I feel I’ve made progress mixing “interesting greys”, and (finally!) created a figure painting where I didn’t inadvertently put a “warm” mixed colour onto a “cool” part of the figure (and vice versa).

A few of the notes to myself*:

  • Saturation as purity rather than intensity of a colour.
  • Create light by darkening other areas; dim the lights elsewhere.
  • Strongly found vs lost edges.
  • Don’t start dark and definite. Work from the middle outwards.
  • Avoid using white in shadow colour mixes. Don’t block in with white (or mix with white) early on.
  • Relate shadow to shadow to judge the tone, not shadow to light (e.g. shadow beneath arm to shadow beneath chin not to light on top of arm).
  • Don’t paint reflective light as bright as direct light; if it’s equally bright it’ll flatten the figure.
  • A small colour shift has great impact amidst desaturated colours.
  • Add white to a background colour to make it opaque; it’ll demand less attention than transparent colour.
  • The face colours on Whistler’s Mother are cold; it’s the rest of the painting’s greys that make it seem warm.
  • Coolness of Ken Currie’s The Three Oncologists
  • Used caput mortem (very opaque oxide violet red) for drawing into a work in progress; sits strongly on top of wet oils paint. Isolate it on palette so don’t accidentally include it in other mixes.
  • Colours I used: Prussian blue, cerulean blue, Payne’s grey (Sennelier’s, which is very blue), vermillion, alizarin crimson, magenta, primary yellow, yellow ochre, burnt umber, raw and burnt sienna, titanium and zinc white. On Alan’s workshop colour list that I didn’t use: ultramarine, viridian.

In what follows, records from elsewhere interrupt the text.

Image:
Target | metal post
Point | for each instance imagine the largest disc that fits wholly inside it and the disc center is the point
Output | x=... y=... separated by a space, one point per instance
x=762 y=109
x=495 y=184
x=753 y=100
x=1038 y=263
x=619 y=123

*Written in a pocket sketchbook during the workshop, because I know I’ll forget too much otherwise.

3 Replies to “Notes from a “Colour and the Figure” Workshop”

  1. Thanks a million for posting these Marion. It was a great workshop wasn’t it??
    Hope all’s well with you.
    Regards
    Donal

    1. It was indeed! I’m finding I’m seeing warm/cool colour variations more readily, and mixing desaturated greys and complementaries combinations in my head as I’m looking at the landscape.

    2. It was indeed an inspiring workshop! I can’t stop mixing desaturated greys in my head, and find I’m seeing subtle warm/cool more readily.